To provide the same coverage as Medicare in a private system, you have all the same benefit costs (same coverage means same payments to doctors and pharmacies(actually more, because private plans pay doctors more)), but have to cover all the immense overhead required to run each individual insurance company individually. Lots and lots of duplication.

Insurance, whether public non-profit or private for-profit work the same basic way.

1. take in premiums (or taxes)

2. pay for claims (good) and pay overhead (bad)

Both systems are susceptible to fraudulent claims by doctors and pharmacies. But the private system has the additional burden of duplicate overhead at each company: executive compensation, glass and marble towers, plan administrators, sales people, army of lawyers, army or lobbyists, army of accountants etc... None of the overhead dollars go to patients needs or care.

Private companies simply have much more duplicate, unrelated and unnecessary overhead.

Medicare benefits from economies of scale already by covering tens of millions under one system.
 
We're fat because of "sugar lobbies"? Give me a break. How about saying no to that third doughnut, or practicing some parenting skills and making your kids drink milk or water instead of a 16 oz. Mountain Dew. Nobody's forcing these things into our mouths. We are not victims.

Really? Reread wave flyer's post again, then think about pink slime and HFCS.
It's not the three doughnuts and Mountian Dew that's increasing the waistline in the USA! CORN!!!
It's pathetic that a third world country's coke contains "real" sugar, while coke in ATL has the toxic HFCS!

I do agree eating habits in the US are in an awful state! It's spreading over here in Europe at an alarming rate, sad to say.
 
Really? Reread wave flyer's post again, then think about pink slime and HFCS.
It's not the three doughnuts and Mountian Dew that's increasing the waistline in the USA! CORN!!!
It's pathetic that a third world country's coke contains "real" sugar, while coke in ATL has the toxic HFCS!

I do agree eating habits in the US are in an awful state!
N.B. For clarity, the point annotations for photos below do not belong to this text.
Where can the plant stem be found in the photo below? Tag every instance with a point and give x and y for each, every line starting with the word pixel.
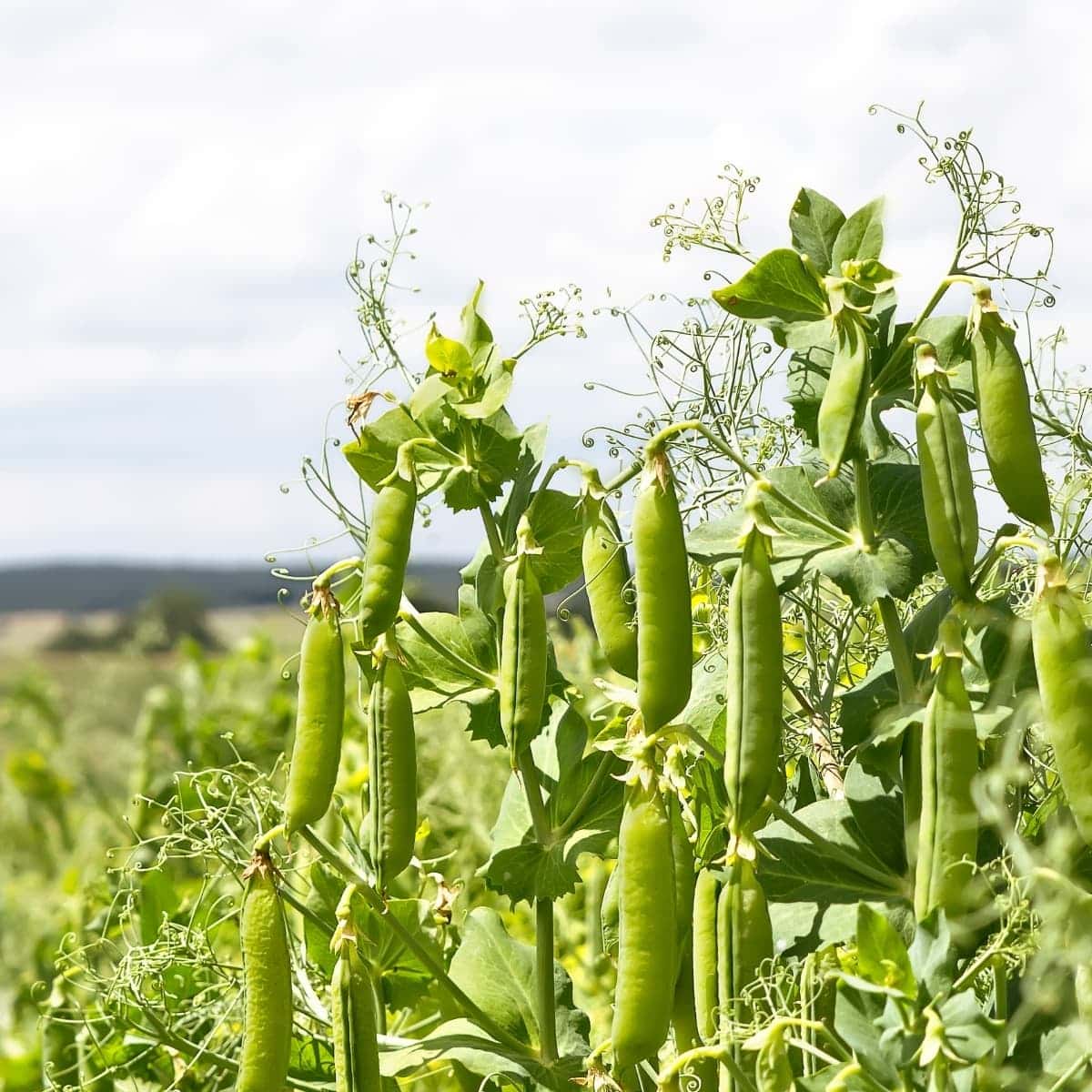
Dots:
pixel 375 901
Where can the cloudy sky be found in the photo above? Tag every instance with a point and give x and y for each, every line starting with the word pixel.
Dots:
pixel 183 185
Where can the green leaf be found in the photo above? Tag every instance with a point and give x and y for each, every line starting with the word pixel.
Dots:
pixel 778 288
pixel 861 236
pixel 882 956
pixel 814 222
pixel 449 358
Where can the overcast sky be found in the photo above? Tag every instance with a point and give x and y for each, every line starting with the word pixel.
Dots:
pixel 183 185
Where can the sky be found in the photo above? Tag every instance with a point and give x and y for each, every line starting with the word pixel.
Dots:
pixel 181 187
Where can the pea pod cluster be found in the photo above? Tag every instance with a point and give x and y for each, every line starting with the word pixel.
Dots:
pixel 948 827
pixel 387 554
pixel 951 516
pixel 392 774
pixel 523 658
pixel 1064 666
pixel 267 971
pixel 664 642
pixel 607 585
pixel 647 927
pixel 753 707
pixel 1008 430
pixel 842 408
pixel 353 1016
pixel 320 716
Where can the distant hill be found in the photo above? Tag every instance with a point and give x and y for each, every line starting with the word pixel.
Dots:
pixel 77 588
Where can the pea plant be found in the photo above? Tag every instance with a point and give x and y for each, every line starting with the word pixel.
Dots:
pixel 809 809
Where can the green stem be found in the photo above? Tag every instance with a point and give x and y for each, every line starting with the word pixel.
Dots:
pixel 436 967
pixel 888 882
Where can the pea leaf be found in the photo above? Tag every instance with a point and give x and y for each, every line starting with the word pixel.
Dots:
pixel 861 236
pixel 814 222
pixel 778 288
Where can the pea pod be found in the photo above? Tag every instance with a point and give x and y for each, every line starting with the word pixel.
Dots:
pixel 1008 430
pixel 703 950
pixel 842 408
pixel 1064 665
pixel 320 716
pixel 753 707
pixel 353 1015
pixel 951 516
pixel 743 940
pixel 647 959
pixel 392 773
pixel 664 642
pixel 523 653
pixel 387 554
pixel 267 970
pixel 607 585
pixel 948 828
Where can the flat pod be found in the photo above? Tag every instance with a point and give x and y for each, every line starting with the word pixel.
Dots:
pixel 951 514
pixel 607 585
pixel 523 658
pixel 1008 429
pixel 1064 666
pixel 647 959
pixel 842 408
pixel 387 555
pixel 353 1016
pixel 320 715
pixel 392 775
pixel 753 696
pixel 664 638
pixel 948 829
pixel 267 972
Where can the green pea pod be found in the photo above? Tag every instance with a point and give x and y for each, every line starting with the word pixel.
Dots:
pixel 1008 430
pixel 743 942
pixel 703 950
pixel 664 642
pixel 753 707
pixel 647 959
pixel 607 585
pixel 948 828
pixel 353 1015
pixel 392 773
pixel 267 971
pixel 951 516
pixel 60 1053
pixel 387 554
pixel 523 652
pixel 1064 666
pixel 320 716
pixel 842 408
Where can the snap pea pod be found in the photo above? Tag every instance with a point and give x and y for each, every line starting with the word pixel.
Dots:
pixel 1064 666
pixel 607 585
pixel 664 642
pixel 392 774
pixel 948 828
pixel 353 1016
pixel 320 716
pixel 1008 430
pixel 743 942
pixel 267 970
pixel 844 403
pixel 387 554
pixel 523 655
pixel 753 707
pixel 951 516
pixel 647 958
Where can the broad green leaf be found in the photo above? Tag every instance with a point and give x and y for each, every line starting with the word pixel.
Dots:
pixel 861 236
pixel 814 222
pixel 776 288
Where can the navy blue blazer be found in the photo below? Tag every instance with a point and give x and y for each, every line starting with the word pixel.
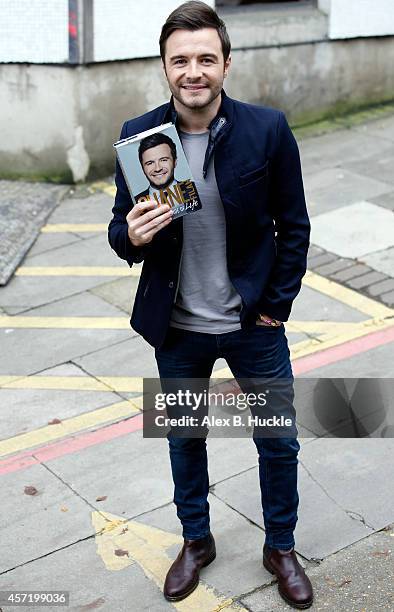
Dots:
pixel 258 172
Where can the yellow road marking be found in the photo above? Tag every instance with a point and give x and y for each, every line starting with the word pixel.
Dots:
pixel 74 227
pixel 74 383
pixel 346 296
pixel 77 271
pixel 24 322
pixel 67 427
pixel 147 546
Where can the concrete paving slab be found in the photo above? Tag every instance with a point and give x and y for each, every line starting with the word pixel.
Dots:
pixel 379 167
pixel 386 200
pixel 334 188
pixel 24 208
pixel 338 148
pixel 84 304
pixel 79 570
pixel 35 525
pixel 338 464
pixel 113 468
pixel 127 493
pixel 371 229
pixel 133 357
pixel 311 305
pixel 359 577
pixel 93 252
pixel 51 347
pixel 26 409
pixel 120 292
pixel 47 242
pixel 383 261
pixel 314 539
pixel 374 363
pixel 381 131
pixel 238 547
pixel 24 292
pixel 96 208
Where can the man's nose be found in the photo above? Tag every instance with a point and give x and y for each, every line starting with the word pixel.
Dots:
pixel 193 70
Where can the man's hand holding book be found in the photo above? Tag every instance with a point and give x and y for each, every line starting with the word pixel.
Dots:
pixel 145 219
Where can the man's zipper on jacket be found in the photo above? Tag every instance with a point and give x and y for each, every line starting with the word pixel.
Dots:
pixel 179 276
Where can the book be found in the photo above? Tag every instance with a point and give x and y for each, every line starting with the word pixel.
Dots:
pixel 155 167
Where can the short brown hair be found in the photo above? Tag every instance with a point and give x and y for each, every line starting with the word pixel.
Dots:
pixel 194 15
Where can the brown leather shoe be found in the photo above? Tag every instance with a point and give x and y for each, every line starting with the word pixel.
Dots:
pixel 183 576
pixel 294 585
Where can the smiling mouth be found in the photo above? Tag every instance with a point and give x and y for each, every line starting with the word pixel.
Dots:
pixel 194 87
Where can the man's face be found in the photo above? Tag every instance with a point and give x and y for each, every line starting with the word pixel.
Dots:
pixel 195 67
pixel 158 166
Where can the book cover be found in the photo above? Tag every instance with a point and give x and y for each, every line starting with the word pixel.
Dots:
pixel 155 167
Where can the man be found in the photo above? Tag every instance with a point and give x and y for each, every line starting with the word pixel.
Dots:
pixel 250 240
pixel 158 157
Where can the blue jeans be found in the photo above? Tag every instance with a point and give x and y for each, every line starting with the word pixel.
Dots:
pixel 257 352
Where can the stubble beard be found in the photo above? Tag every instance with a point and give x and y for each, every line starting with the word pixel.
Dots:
pixel 164 185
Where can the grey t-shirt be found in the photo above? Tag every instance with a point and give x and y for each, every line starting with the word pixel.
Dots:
pixel 206 300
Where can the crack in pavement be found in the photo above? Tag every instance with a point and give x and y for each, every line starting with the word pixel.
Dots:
pixel 355 516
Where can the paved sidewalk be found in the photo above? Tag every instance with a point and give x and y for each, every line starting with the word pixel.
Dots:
pixel 87 501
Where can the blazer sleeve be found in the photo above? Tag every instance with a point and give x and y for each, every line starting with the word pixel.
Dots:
pixel 292 226
pixel 118 237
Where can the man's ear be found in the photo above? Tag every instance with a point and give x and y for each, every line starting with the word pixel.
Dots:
pixel 227 64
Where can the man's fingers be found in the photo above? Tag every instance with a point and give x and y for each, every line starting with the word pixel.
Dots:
pixel 149 235
pixel 156 221
pixel 144 216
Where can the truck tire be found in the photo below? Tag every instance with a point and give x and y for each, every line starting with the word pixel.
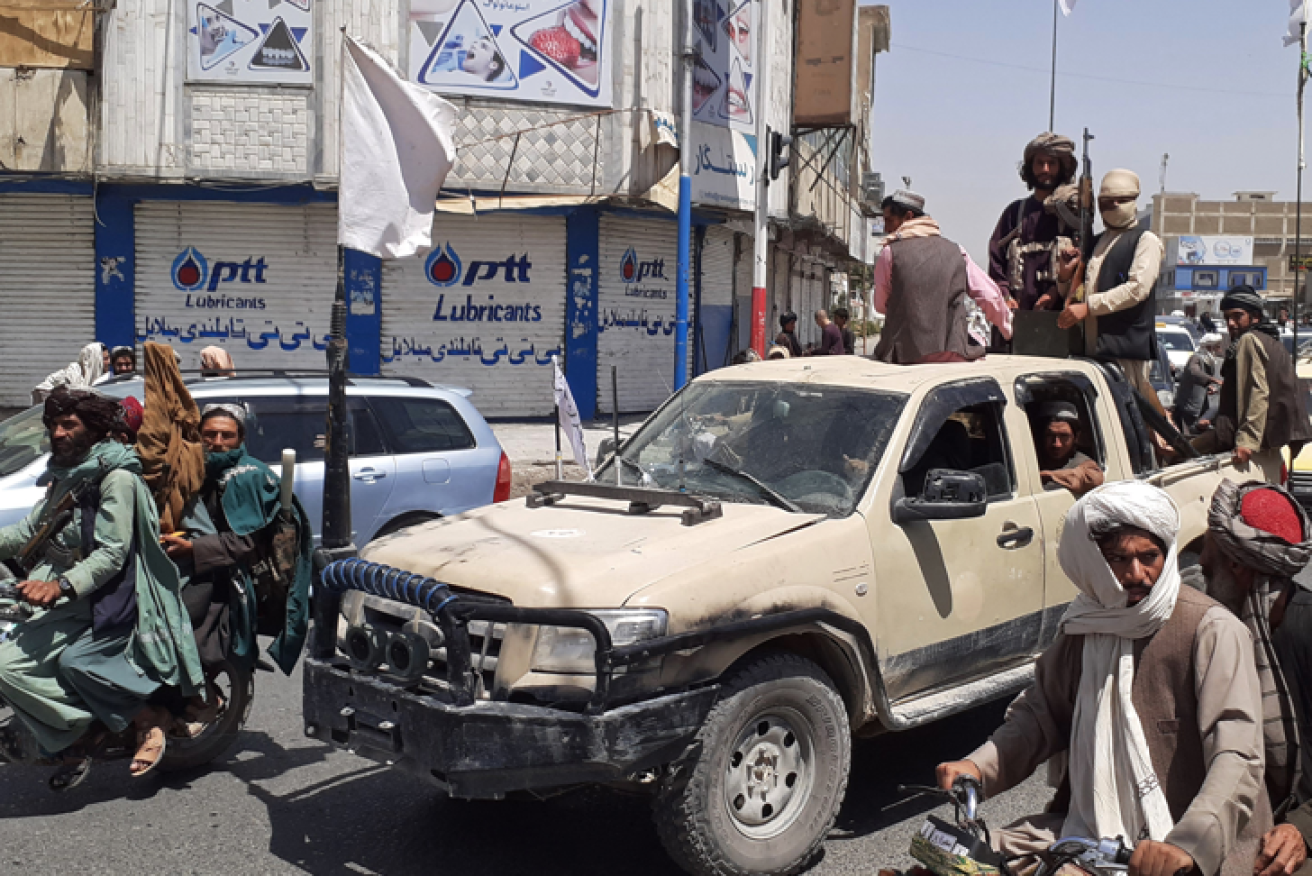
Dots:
pixel 760 787
pixel 236 682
It's spreading over here in Europe at an alarming rate, sad to say.

I agree about HFCS. And other ingredients and processes that are allowed in the U.S., that are rightfully banned in other nations.

We really are sold to big business here.... And we are paying with our health and our treasure.
 
looks like 1193 servings of kool-aid will hopefully be drying up soon.

Time to fight and be the last major player with embarrassingly cheap mgmt.

What does virgin or allegiant have- are health bennies better there?
 
looks like 1193 servings of kool-aid will hopefully be drying up soon.

Time to fight and be the last major player with embarrassingly cheap mgmt.

What does virgin or allegiant have- are health bennies better there?

A friend at va pays about 340/month out of pocket for a family of 4. This is for Blue Cross PPO with a $20 copay/500 deductible (max of three deductibles per family per year). Max out of pocket is $1500.00 per person per year.